De acordo com o processo, a passageira solicitou uma corrida pelo aplicativo, mas o motorista cancelou a viagem após identificar o endereço de partida.
Segundo registros anexados ao caso, o condutor teria enviado uma mensagem pelo chat do aplicativo afirmando:
“Sangue de Cristo tem poder… quem vai é outro… tô fora”.
A ação judicial foi movida pela passageira, que alegou ter sofrido discriminação religiosa.
O pedido de indenização foi inicialmente negado em primeira instância, mas a decisão foi revertida após recurso apresentado pela autora do processo.
Responsabilidade da plataforma
Na decisão, o juiz José Ferreira Ramos Júnior, relator do caso, afirmou que a empresa deve responder pela conduta do motorista por exercer atividade econômica que envolve a prestação de transporte por meio da plataforma.

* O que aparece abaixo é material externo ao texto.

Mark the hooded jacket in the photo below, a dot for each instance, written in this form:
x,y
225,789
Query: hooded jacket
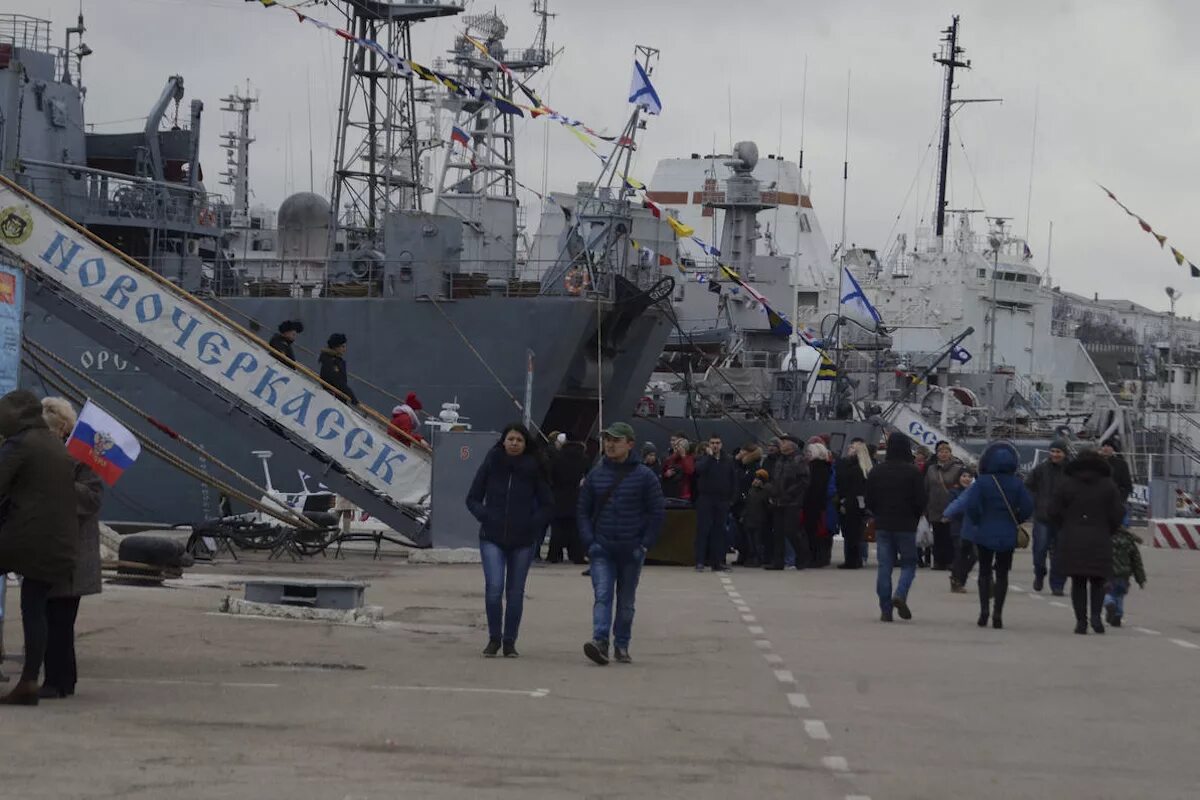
x,y
334,372
510,498
631,517
1087,509
989,499
940,481
717,479
895,489
1042,482
40,530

Segundo o magistrado, a empresa assume os riscos relacionados à atividade e, por isso, possui responsabilidade solidária pelos atos praticados pelos condutores cadastrados.
O relator destacou que o episódio ultrapassou um simples cancelamento de corrida e caracterizou um ato de intolerância religiosa.
Fundamentação da decisão
Na decisão, o magistrado também apontou que episódios desse tipo reforçam uma histórica discriminação contra religiões de matriz africana.
O entendimento foi acompanhado pelo juiz Antônio Silveira Neto, que votou pela condenação.
Segundo o voto, práticas discriminatórias contribuem para a manutenção de estereótipos e para a exclusão social de praticantes dessas religiões.
Posicionamento da empresa
Em nota, a Uber afirmou que mantém compromisso com o respeito, a igualdade e a inclusão entre usuários da plataforma.
A empresa informou que promove ações de conscientização entre motoristas parceiros sobre racismo e discriminação, incluindo conteúdos educativos e programas informativos voltados ao tema.
Casos semelhantes
Segundo a reportagem, decisões judiciais envolvendo cancelamento de corridas por motivos religiosos já ocorreram em outros estados.
Em 2025, a Justiça do Paraná analisou um caso semelhante em que uma corrida teria sido recusada após a passageira sair de um terreiro de umbanda.